I cracked a couple of ribs falling down a ladderway on a ship. Chiefscott can relate to this, I stepped off the flight deck coaming, and instead of stepping onto the platform that leads to the catwalk, I stepped into the ladderway that goes from the catwalk to the gallery deck. A vertical fall of about ten feet landing with my ribs against the handrail. MF that hurt.

At medical the doc said he couldn’t give me any meds because of my flight deck duty. He couldn’t do much of anything so told me to take light duty. Light duty meant I couldn’t lift anything over 100lbs…by myself. <grumble> You’re a reak fuckin’ pal there doc. For well over a month it hurt like a sonofabitch to laugh or cough.

My broken ribs have never knitted.

Crocheted, macramed… yeah.

But never knitted.

I am an MD, and the above speculations about ribs not needing setting are mostly correct. They’re usually held in place pretty tightly by surrounding structures, even if they are broken, and will heal and remodel just fine. Formerly rib belts or strapping (duct) tape was used to provide comfort. But it turns out that when ribs are immobilized this way, people don’t breath deeply enough, and often get pneumonia. Since rib taping was just for comfort purposes, and pneumonia still kills people, the taping was dispensed with. I mostly give the patients with multiple fractures anti-inflammatories like ibuprofen, along with valium to decrease the muscle spasms going on between the ribs, and lots of opiate pain killers for the first week or so.

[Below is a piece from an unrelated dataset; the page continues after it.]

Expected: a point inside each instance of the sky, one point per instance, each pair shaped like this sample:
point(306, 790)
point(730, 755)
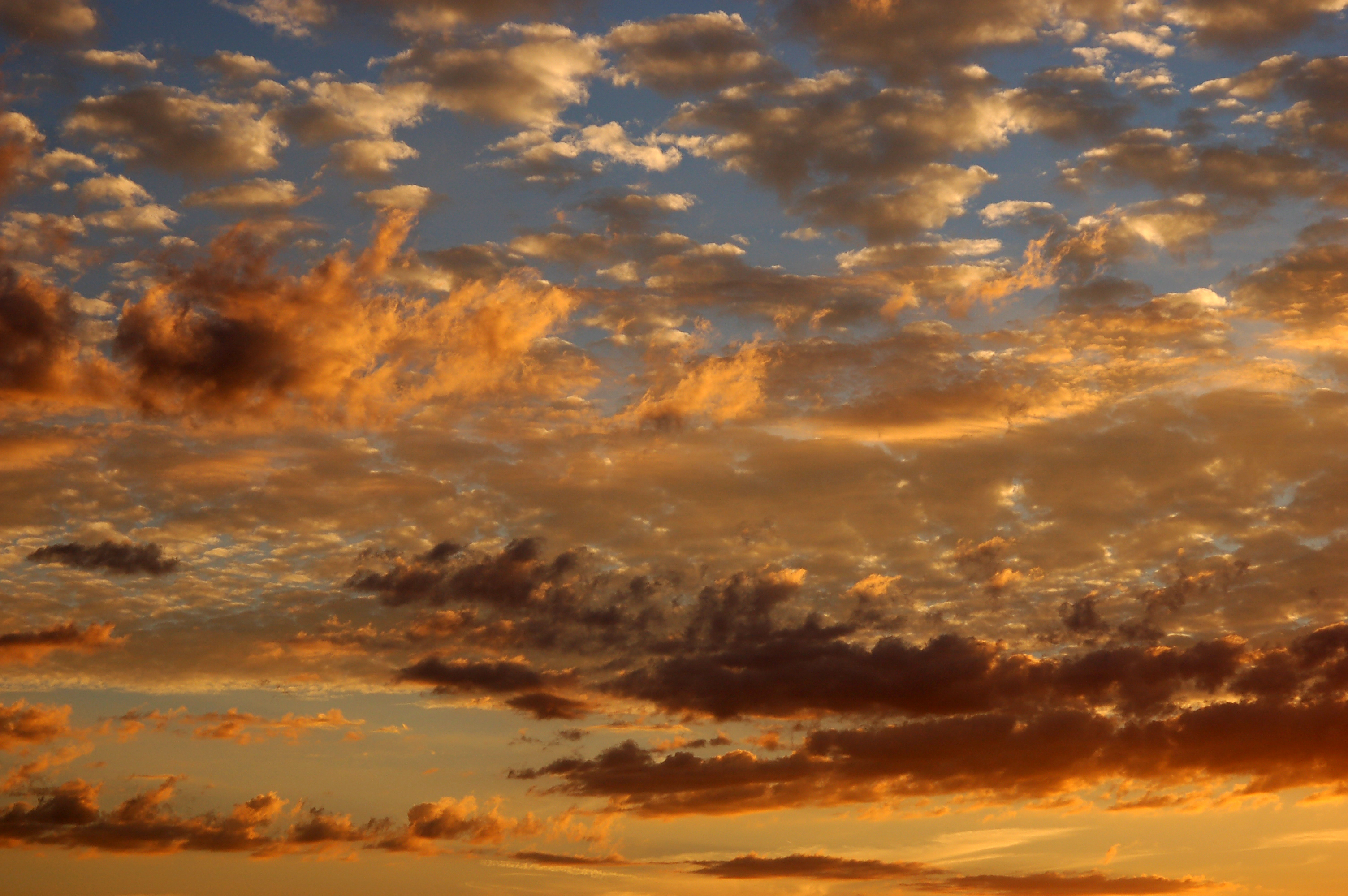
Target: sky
point(805, 448)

Sometimes however, the ribs are so broken they collapse a lung, tear an artery, puncture a spleen or liver or such, then the surgeons get involved to fix things with rivets and staples and the like. A bit more complicated!

Fun fact: Flail Chest! If enough ribs get smashed locally, they don’t work anymore to move the chest, and when you inhale (expanding the chest) this island of chest wall goes in instead of out, and when you exhale and collapse the chest, it goes out instead of in. Not a real good thing, as it tends to make breathing ineffective. Sometimes they get fixed surgically, sometimes the patient just gets tubed (attached to a ventilator) so a machine can breath for them for the weeks it takes for this to heal.

I second Dr. Q.
I was told that my opinion is not worth much, but’d dare to post it. Anyone here can take it or can ignore it.

qadgop
Given my limited experience to in the field of trauma, only 3 years, all prehospital, I have never seen a flail chest exhibit paradoxical movement. I have had several patients who had 2 or more ribs each broken in 2 or more places (per x-ray after ER delivery). That should meet the requirement for a flail segment. Upon questioning this to my paramedic instructor, the answer I received is that the contraction of the intercostal muscles prevents the movement.

At what point does the segment begin to move? The only thing I could come up with is at some point the muscle have to become tired. Would the paradoxical movement then begin?

In the movie the Right Stuff (if I’m remembering this correctly) doesn’t Chuck Yaeger break his ribs somehow and have to wear a brace? What would that help, if anything?